I have practiced this exercise a few times during the past years and I feel it is a powerful way to have our usual sense of ‘me’ and ‘myself’ challenged. Boundaries seem to dissolve between ‘me here’ and ‘the world out there’ and it is even difficult to describe ‘what is going on out there’ from an ‘I – here’ perspective!
What I mean is that ‘everything’ seems to coexist. The sounds are not separate from my ears, they arise together through my throat. The distress of the dog barking in the night touches the affliction of my own heart; however the ‘heart’ does not seem to be mine anymore. There is just ‘heart’ and ‘affliction’ being expressed nearby, now and then, by this barking dog. A new quality seems to be operating, a sensitivity replacing the usual conceptual mind and a more intuitive mode of being. The TSK experiences are difficult to be expressed by words, even more by a second language!
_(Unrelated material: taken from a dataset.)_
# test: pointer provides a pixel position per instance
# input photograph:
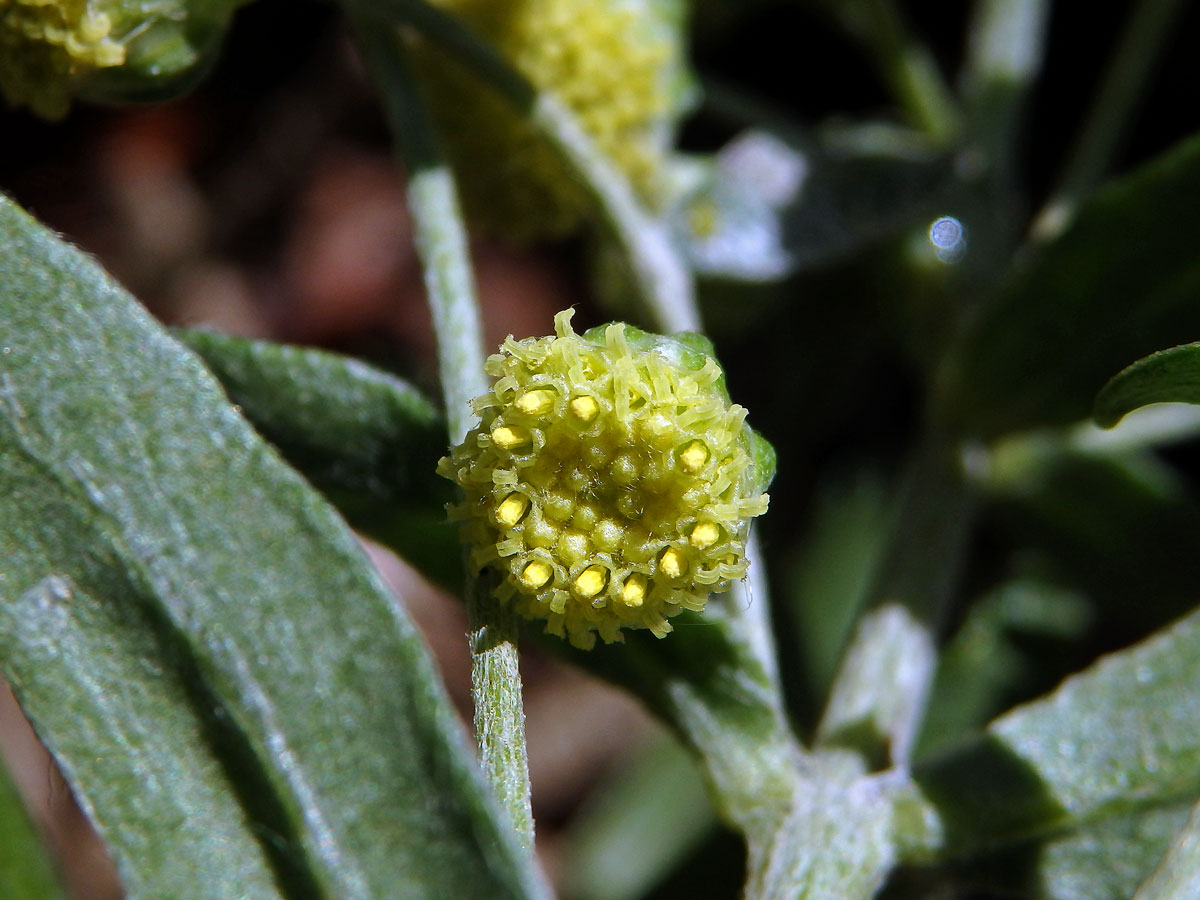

Does this experience make sense to anyone?
MARCIA
Hi, Marcia,
I similarly relate to the “marrying” concept in this way. Whilst practising this exercise last Monday, I reached a point where I actually seemed to be “breathing” the sound, where the sounds passed into and out from me as the breath. There really was no difference between sound and breath – just a unity of experience (and not much sense of the “ego self” either).
Hi Marcia,
I think you put your finger on a very important element in this practice. We are asked to focus on something ‘inside’ (breath) and something ‘outside’ (sound) and marry them. If you compare this to the way inside and outside are usually divided from one another (as described in ch. 5 of LOK), this is a radical change. Your description of how that change manifests for you is good.
Often in TSK we say that everyone’s experience with an exercise may be different. But in the case of this exercise, it seems fair to point to this common theme, which is there for everyone to explore.